I went to university a long time ago. I still remember the sense of anticipation and adventure. Living away from home, meeting new people, and, oh yes..studying.
When you start university, there is a mad scramble for friends. It’s not overt, but it pays to get out there in the first week or so meeting people and being sociable. It’s not something that comes naturally to everybody (certainly didn’t to me), but you feel instinctively that if you don’t find your group or at least someone to buddy-up with, it’s going to be a long and boring term.
I was fortunate, I did find friends, and some 25 years later, they’re still my friends. But even so, there were times at university when I felt loneliness creeping in, and when you’re away from your family and pre-uni friends, that feeling can be difficult to shake.
I remember some students being so homesick that they barely left their rooms. Others went home every weekend. The mental shift from having the life that you’re used to to moving into an environment where you’re surrounded by a varied group of perfect strangers can be quite a dramatic and even traumatising change. If you’re a student from abroad, there may also be the cultural shift to contend with. There are few instances in adult life where we have to go through such a stark change for such a prolonged period. Being a remote worker who has been sent to a different country for a year or two to work may be similar.
Sadly, some students find the adjustment very difficult, and if they haven’t made any close friends can feel very lonely and isolated. Sometimes this leads to tragic outcomes.
The start of university is not the only time when loneliness can kick in. It can also be during holidays when some students stay on campus whilst the majority have gone home. I did that a few times and it’s a strange feeling to be in an empty hall of residence – eerie.
Back in March 2019, the British government put together a task force to tackle the mental health challenges that some students face when starting university. It was set up to help students deal with the transition to independence as well as dealing with loneliness and isolation. Almost exactly one year on, COVID-19 arrived.

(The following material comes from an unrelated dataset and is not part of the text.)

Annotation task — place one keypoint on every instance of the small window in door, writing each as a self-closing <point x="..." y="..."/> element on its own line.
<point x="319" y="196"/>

University life is, for some, challenging enough. Put COVID in the mix and there is a real danger that these challenges can be compounded. At the time of writing, parties are not allowed and groups larger than 6 people are forbidden. Further to that, some students are finding that they have to self-isolate. Self-isolating at home is one thing – self-isolating in a student room is quite another.
So if you’re a student away from home, how do you cope with loneliness?
The first thing to do is recognise that it’s absolutely nothing to be embarrassed about. We humans are a social animal, even the introverted ones. If we don’t have meaningful connections in our lives, we feel lonely. That’s as natural as hunger without food and exhaustion without rest. None of those things are a cause for embarrassment.
Once we recognise that loneliness is a normal and natural response to a common situation, we should speak to someone about it. That could be your friends or family at home, another student who you feel would empathise, or a university member of staff. Most, if not all universities have bodies in place to support student wellbeing. If you’re struggling, reach out to them. They are there to help.
Finally, recognise that you are not the only one going through what you are experiencing. If you’re struggling to muster the courage to leave your room, are feeling lonely or even going through self-isolation, know that you are not alone. There are others going through exactly the same thing as you, so try to connect with them so that you can offer support for each other and make new friends along the way. Frindow has a ‘Student’ group, but there are many other sites where you can connect with other students who will understand exactly what you are going through.